Friday, Jun 24, 2022 · 2:23:12 PM +00:00 · Joan McCarter
In a solo concurring opinion, Justice Clarence Thomas goes after contraception and LGTBQ rights: “[I]n future cases, we should reconsider all of this Court’s substantive due process precedents, including Griswold, Lawrence, and Obergefell. Because any substantive due process decision is ‘demonstrably erroneous,’ [...] we have a duty to ‘correct the error’ established in those precedents,” he writes.

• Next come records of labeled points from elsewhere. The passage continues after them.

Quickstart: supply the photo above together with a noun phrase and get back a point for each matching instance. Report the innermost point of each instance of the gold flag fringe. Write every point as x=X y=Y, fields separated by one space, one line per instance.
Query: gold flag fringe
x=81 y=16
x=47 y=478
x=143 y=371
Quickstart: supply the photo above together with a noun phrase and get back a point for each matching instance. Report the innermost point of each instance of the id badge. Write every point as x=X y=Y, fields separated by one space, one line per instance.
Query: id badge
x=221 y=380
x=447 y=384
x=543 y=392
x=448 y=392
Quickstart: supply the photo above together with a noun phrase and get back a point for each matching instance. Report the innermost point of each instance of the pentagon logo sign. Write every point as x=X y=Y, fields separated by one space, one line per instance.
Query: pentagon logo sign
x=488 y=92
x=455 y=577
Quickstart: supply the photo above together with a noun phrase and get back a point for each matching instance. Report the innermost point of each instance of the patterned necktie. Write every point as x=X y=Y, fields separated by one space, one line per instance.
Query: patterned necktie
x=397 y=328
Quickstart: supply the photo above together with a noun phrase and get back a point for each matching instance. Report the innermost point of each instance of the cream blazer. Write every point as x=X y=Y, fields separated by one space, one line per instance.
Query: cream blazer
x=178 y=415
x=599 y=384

Friday, Jun 24, 2022 · 2:26:22 PM +00:00 · Joan McCarter
Alito obnoxiously pretends Thomas didn't write what Thomas wrote: "Finally, the dissent suggests that our decision calls into question Griswold, Eisenstadt, Lawrence, and Obergefell. [...] But we have stated unequivocally that “[n]othing in this opinion should be understood to cast doubt on precedents that do not concern abortion.”
Campaign Action
That this is not at all about sanctity of life, has never been about the sanctity of life, is right there in black and white in Alito’s decision. In his draft opinion, he included a side trip into the distant past, praising 17th century English jurist Matthew Hale, who had at least two women executed for witchcraft and who created the premise that husbands cannot be prosecuted for raping their wives. Alito approvingly quoted Hale in the draft, writing: “Two treatises by Sir Matthew Hale likewise described abortion of a quick child who died in the womb as a ‘great crime’ and a ‘great misprision.’”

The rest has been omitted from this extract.